Per Cesareo «il non aver eseguito i tamponi di massa ci ha portato allo stato di oggi».
Inoltre, «mi si contesta ancora che avrei fatto vaccinare parenti, tra i quali mia madre, ed amici nel numero di 4 persone. Intanto mia madre non è stata vaccinata, per cui è chiaramente un falso, vero è che ne ho vaccinati due extra, che si trovavano nell’ospedale dove erano rimaste delle siringhe pronte per vaccino che se non le avessi utilizzate sarebbero andate buttate».
Quindi il direttore sanitario dello Spoke di Cetraro-Paola sostiene: «Sarei colpevole di non aver buttato i vaccini. A tale proposito è fresca la notizia di indagini nel Nord del Paese per lo spreco dei vaccini non utilizzati».

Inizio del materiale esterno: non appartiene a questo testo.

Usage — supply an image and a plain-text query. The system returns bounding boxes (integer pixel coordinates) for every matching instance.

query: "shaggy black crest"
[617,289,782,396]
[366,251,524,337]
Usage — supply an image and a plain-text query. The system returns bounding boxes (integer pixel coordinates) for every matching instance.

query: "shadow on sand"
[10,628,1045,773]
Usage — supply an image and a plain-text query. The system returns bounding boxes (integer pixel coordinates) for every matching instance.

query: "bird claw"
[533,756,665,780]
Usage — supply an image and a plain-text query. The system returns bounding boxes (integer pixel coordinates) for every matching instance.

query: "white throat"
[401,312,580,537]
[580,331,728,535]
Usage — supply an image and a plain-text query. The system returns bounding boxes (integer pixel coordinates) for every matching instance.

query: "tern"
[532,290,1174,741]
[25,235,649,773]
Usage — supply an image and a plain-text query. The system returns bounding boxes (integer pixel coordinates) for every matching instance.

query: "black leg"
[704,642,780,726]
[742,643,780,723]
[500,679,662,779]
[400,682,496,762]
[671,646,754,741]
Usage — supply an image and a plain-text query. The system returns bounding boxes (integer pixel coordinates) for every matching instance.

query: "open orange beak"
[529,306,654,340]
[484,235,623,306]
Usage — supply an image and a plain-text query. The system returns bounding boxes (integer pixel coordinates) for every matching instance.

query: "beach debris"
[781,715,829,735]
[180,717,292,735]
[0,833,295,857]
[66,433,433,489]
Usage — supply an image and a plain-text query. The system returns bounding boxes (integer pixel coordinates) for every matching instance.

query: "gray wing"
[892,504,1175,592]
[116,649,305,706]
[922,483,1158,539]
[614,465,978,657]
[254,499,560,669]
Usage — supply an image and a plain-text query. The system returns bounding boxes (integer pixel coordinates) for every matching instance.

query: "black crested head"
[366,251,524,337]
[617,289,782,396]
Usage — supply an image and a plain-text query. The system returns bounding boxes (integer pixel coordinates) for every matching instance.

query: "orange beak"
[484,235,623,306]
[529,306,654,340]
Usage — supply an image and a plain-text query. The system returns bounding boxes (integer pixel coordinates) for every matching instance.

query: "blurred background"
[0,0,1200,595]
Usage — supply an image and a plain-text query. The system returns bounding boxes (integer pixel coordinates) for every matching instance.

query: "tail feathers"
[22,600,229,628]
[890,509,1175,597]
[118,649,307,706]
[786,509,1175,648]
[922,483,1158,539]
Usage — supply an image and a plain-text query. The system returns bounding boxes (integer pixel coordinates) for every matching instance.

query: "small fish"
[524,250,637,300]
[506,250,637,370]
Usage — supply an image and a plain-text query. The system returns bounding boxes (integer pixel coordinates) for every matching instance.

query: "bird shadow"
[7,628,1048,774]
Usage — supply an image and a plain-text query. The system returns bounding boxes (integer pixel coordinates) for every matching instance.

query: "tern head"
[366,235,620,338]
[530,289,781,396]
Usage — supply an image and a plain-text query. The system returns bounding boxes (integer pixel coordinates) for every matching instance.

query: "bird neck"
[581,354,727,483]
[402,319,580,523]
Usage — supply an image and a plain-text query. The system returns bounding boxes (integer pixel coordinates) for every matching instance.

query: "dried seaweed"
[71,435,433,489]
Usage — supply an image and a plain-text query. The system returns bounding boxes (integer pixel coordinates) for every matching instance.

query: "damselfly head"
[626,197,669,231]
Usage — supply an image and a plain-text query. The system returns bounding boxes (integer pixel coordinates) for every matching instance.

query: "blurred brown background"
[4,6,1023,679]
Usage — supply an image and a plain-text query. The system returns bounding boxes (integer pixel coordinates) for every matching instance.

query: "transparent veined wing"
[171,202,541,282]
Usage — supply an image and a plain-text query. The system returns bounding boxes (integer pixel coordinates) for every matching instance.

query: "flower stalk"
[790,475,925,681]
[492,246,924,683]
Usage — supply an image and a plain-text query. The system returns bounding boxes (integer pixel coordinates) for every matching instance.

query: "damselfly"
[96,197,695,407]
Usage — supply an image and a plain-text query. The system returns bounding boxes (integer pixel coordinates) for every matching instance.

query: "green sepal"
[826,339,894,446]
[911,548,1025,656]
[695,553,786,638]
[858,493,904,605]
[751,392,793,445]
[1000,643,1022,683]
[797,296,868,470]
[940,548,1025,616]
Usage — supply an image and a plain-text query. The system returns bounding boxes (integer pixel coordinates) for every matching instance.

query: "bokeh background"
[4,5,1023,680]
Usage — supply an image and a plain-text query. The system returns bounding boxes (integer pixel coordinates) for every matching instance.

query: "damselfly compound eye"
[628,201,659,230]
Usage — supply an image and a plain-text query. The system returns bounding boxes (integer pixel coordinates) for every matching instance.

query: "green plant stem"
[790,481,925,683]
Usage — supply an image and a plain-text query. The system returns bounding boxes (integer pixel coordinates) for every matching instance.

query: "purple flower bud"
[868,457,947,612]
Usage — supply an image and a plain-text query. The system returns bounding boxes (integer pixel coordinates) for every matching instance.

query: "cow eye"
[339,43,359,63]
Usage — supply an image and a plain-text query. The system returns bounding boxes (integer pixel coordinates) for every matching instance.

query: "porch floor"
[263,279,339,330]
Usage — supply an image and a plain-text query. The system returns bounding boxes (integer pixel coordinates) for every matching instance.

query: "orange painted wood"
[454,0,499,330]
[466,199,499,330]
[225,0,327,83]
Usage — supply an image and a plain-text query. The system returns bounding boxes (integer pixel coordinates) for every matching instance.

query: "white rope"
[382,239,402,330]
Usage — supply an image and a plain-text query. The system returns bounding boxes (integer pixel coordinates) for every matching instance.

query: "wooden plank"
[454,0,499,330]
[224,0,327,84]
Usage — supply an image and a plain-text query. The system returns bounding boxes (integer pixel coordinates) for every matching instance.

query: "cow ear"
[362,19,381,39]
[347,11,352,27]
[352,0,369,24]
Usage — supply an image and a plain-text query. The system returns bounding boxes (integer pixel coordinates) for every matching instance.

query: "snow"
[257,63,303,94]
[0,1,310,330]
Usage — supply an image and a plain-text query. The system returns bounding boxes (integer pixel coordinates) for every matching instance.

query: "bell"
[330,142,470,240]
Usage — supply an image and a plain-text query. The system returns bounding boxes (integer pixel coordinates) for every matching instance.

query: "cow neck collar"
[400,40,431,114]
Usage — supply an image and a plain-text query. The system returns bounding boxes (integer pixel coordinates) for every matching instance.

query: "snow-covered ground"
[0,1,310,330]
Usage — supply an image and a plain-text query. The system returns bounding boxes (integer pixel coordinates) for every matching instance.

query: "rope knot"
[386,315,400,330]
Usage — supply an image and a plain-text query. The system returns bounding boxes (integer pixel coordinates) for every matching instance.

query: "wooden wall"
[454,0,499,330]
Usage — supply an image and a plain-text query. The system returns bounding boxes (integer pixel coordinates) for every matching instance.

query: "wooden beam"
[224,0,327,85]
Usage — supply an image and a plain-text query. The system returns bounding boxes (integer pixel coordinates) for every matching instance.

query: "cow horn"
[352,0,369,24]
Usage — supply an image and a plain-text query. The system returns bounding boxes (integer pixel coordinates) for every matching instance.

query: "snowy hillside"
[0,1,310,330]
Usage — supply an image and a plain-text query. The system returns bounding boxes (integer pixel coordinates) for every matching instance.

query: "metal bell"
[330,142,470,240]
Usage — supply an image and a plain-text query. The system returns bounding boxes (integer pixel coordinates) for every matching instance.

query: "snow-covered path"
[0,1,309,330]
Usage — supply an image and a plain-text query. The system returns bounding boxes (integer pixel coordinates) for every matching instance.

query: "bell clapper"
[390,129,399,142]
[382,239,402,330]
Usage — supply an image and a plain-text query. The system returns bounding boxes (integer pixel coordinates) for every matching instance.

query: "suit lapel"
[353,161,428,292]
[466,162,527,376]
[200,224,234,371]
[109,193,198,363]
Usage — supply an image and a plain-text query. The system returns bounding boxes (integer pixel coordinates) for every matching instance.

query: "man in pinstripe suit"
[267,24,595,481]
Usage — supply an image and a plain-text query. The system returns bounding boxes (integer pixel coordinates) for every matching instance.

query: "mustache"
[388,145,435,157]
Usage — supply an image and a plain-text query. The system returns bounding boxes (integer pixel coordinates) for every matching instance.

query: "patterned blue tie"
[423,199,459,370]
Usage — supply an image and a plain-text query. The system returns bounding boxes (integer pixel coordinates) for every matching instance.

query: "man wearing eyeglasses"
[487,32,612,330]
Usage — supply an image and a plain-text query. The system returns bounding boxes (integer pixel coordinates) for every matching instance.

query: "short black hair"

Proprio sotto questo aspetto il medico attacca in generale l’amministrazione della giustizia in Italia ma anche il commissario per la Sanità Calabrese: «Ma in Italia c’è mai stata univocità di interventi della magistratura? E – scrive ancora – dove era il cosiddetto piano delle vaccinazioni del Commissario della salute della Calabria che è stato pubblicato solo ieri? Ho più volte ripetuto ai miei collaboratori nei giorni trascorsi che non avrei permesso lo spreco di 1 solo vaccino, visto che prima o poi, speriamo il più presto possibile, si deve attuare la vaccinazione di massa».
Rispetto alle intercettazioni, poi, Cesareo precisa che «dalle cosiddette intercettazioni ambientali risulterebbe che non avrei partecipato a riunioni per l’attivazione del reparto Covid-19. Ricordo a tali signori che il primo paziente covid positivo è stato trattato proprio a Cetraro e che il 1 reparto covid è stato attivato proprio a Cetraro e guarda caso da me contro tutti e tutto e grazie alla determinazione del dr. Zuccatelli commissario p.t dell’ASP di Cosenza e che con grande determinazione mi sono battuto perché lo stesso reparto non venisse chiuso nel giugno scorso, ma ho perso la battaglia. La ripresa della pandemia ha richiesto la riapertura della Pneumologia covid dedicata aumentando addirittura i posti letto che da 6 sono diventati 21, non è stato semplice, anzi molto travagliato, ma alla fine il 14 novembre ha accolto i primi pazienti covid che dovevano essere quelli a bassa carica virale ma che di fatto erano pazienti gravi», aggiungendo che «questa volta ancora tra mille polemiche, il reparto è stato attivato da me».
E rispetto all’accusa di non aver partecipato ad una riunione legata sempre all’attivazione del reparto Covid, Cesareo precisa «in verità a me le riunioni inutili non sono mai piaciute, perché perdita di tempo, sono abituato ad agire, ho la cultura e la determinazione del fare. Ma se c’è un dato incontrovertibile è quello che i reparti covid dedicati a Cetraro li ho attivati io! Non avendo ancora avuto modo di valutare gli atti dei quali il PM si è avvalso per agire nei miei confronti e verso i quali ho dato mandato ai miei avvocati per opporsi, mi riservo di riprendere altre considerazioni. E non dubitate che le esporrò perché dovrà pure emergere, prima o poi, perché i fatti da me denunciati in modo circostanziato a riguardo delle gestioni della salute ancora giacciono chissà dove e che per questo motivo ho rappresentato i fatti alla Procura di Salerno».